How to apply the 5 Love Languages to your self-care

As a society, we are often focused on how we can help and serve those around us. We often put in maximum energy into work, loved ones, family, and friends. It is easy to feel like we give and give trying to meet the needs of those around us and we often end up feeling depleted and that we don’t have enough time or energy for meeting our own needs. At times we may wish there was someone to care for and look after us. There may be feelings of disappointment and resentment when it seems like our own needs are not being met by those in our circle. The real key to personal happiness is the realization that we are responsible for filling our own cup. Of course, it is nice and desirable to have those around us serve and show love toward us, but ultimately we can and should show love to ourselves in the way that we need to be loved.

How can you show love to yourself and meet your own needs? There is a great book and resource you are likely already familiar with called The 5 Love Languages: The Secret to Love That Lasts by Gary Chapman. This book shares the 5 different ways that people receive love with the idea of finding how you and your loved ones give and receive love. This information will help you show love to those around you based on their love language. A person can use this knowledge to learn what their own love language is and how they can give themselves the self-care they deserve to feel loved and fulfilled. Let’s take a look at the 5 Love Languages and learn how you can start loving yourself!

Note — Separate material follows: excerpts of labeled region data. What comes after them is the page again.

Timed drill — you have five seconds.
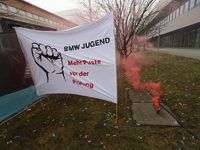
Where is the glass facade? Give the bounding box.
[155,28,200,49]
[184,1,189,13]
[196,0,200,6]
[180,5,184,15]
[190,0,195,9]
[176,8,179,18]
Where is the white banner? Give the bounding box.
[15,12,117,103]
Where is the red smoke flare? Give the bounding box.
[118,54,162,108]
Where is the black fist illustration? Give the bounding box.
[31,43,65,82]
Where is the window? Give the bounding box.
[0,3,8,10]
[39,17,44,21]
[8,6,17,13]
[184,1,189,13]
[180,5,184,15]
[196,0,200,6]
[27,12,33,18]
[33,15,39,20]
[176,8,179,18]
[169,13,172,21]
[173,11,176,20]
[44,18,49,22]
[190,0,195,9]
[19,10,26,16]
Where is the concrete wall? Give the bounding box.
[0,0,77,30]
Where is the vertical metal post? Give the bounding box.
[158,23,160,51]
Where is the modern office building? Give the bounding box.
[0,0,77,96]
[147,0,200,49]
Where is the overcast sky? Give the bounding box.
[25,0,76,13]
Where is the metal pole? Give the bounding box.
[158,23,160,51]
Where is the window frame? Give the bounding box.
[18,9,26,16]
[184,1,190,13]
[0,3,8,10]
[39,16,44,22]
[26,12,33,18]
[176,8,180,18]
[195,0,200,6]
[8,5,17,13]
[189,0,196,10]
[33,14,39,20]
[179,5,184,16]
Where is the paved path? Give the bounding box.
[146,48,200,60]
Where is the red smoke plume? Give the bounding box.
[118,54,162,108]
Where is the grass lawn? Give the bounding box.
[0,51,200,150]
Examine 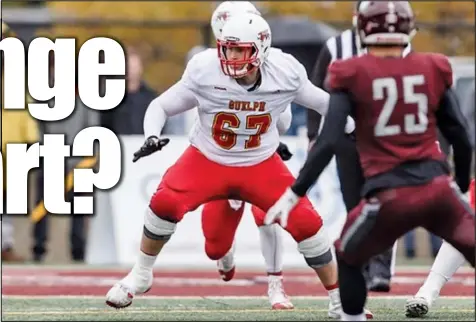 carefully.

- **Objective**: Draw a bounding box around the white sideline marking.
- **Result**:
[2,295,475,304]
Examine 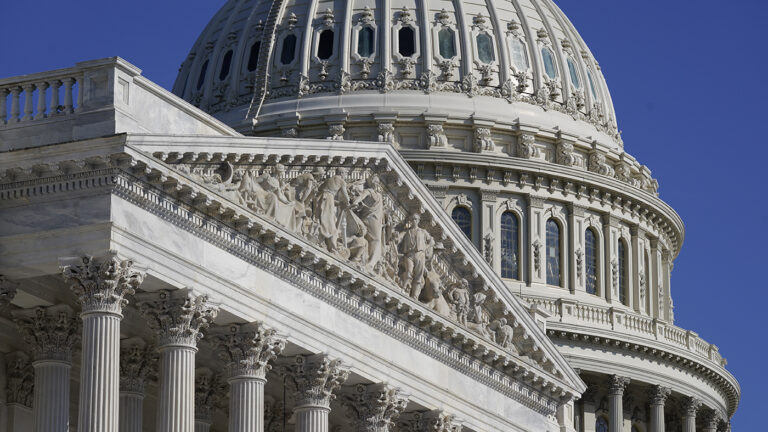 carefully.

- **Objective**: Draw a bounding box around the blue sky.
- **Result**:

  1. Words of Affirmation: This is expressing verbal compliments or words of praise and appreciation as self-love. If you find that what you “think” means a great deal to you, you will want to talk to yourself like you would your best friend or someone you love. Speak love, positivity, and support to yourself. Some great ideas would be daily affirmations, journaling, documenting your successes, taking time to think about what you are grateful for and focus on positive self-talk with loving words. Choose to be your own cheerleader!
  2. Acts of Service: You will want to “do” self-love by doing what makes you feel the happiest and loved. Think about what you need and then put your thoughts into action by fulfilling those needs. Make yourself that doctor’s appointment or create a healthy menu plan and go to the store for the ingredients. Clean and organize a room so that you feel comfortable spending your time there. Take the time to fix yourself up the way you like so that you feel beautiful and confident in your appearance. Another idea would be to hire someone or ask a friend to run an errand for you. Show yourself, love, by action!
  3. Receiving Gifts: Focus on “accepting” and absorbing self-love. Carefully spend your money on things that bring you joy and give you good energy. Buy yourself a favorite treat, flowers, or a monthly subscription box of things you enjoy. Invest in yourself by taking a cooking class or volunteer at a place where you can learn something new. Write out a bucket list and work on checking off an item as often as you can. Investing in yourself is a great way to experience self-love.
  4. Quality Time: For this, you will want to “be present” with yourself. Wisely choosing how you spend your time is very important. Think about how what you are doing makes you feel and prioritize doing those things. It may be something like taking a long bubble bath, reading a book, meditation, taking a walk, or another form of exercise. Make time for your hobbies and leisure activities as play and enjoyment will help you feel connected to yourself. Focus on finding uninterrupted time that you can participate in the activities that give you self love through relief and relaxation.
  5. Physical Touch: You will want to focus on “feeling” your self-love. Think of how you can provide yourself with physical touch; there are many different ways when you take the time to ponder and come up with a list. Curl up in a warm blanket by the fire or make an appointment for a massage or pedicure. Take time to practice yoga or stretch your muscles, especially if they feel tight. Purchase high quality or comfy bedding. Learning what makes you feel good is a process, but worthwhile as you enjoy the benefits of giving yourself, love.

Many people feel the love in more than one love language so be curious and experiment with different ideas! Figure out what feels good to you. When you are able to identify your love language you will be able to communicate with others how you need to be loved, as well as meet your own needs and experience the care and love for yourself that you desire and deserve.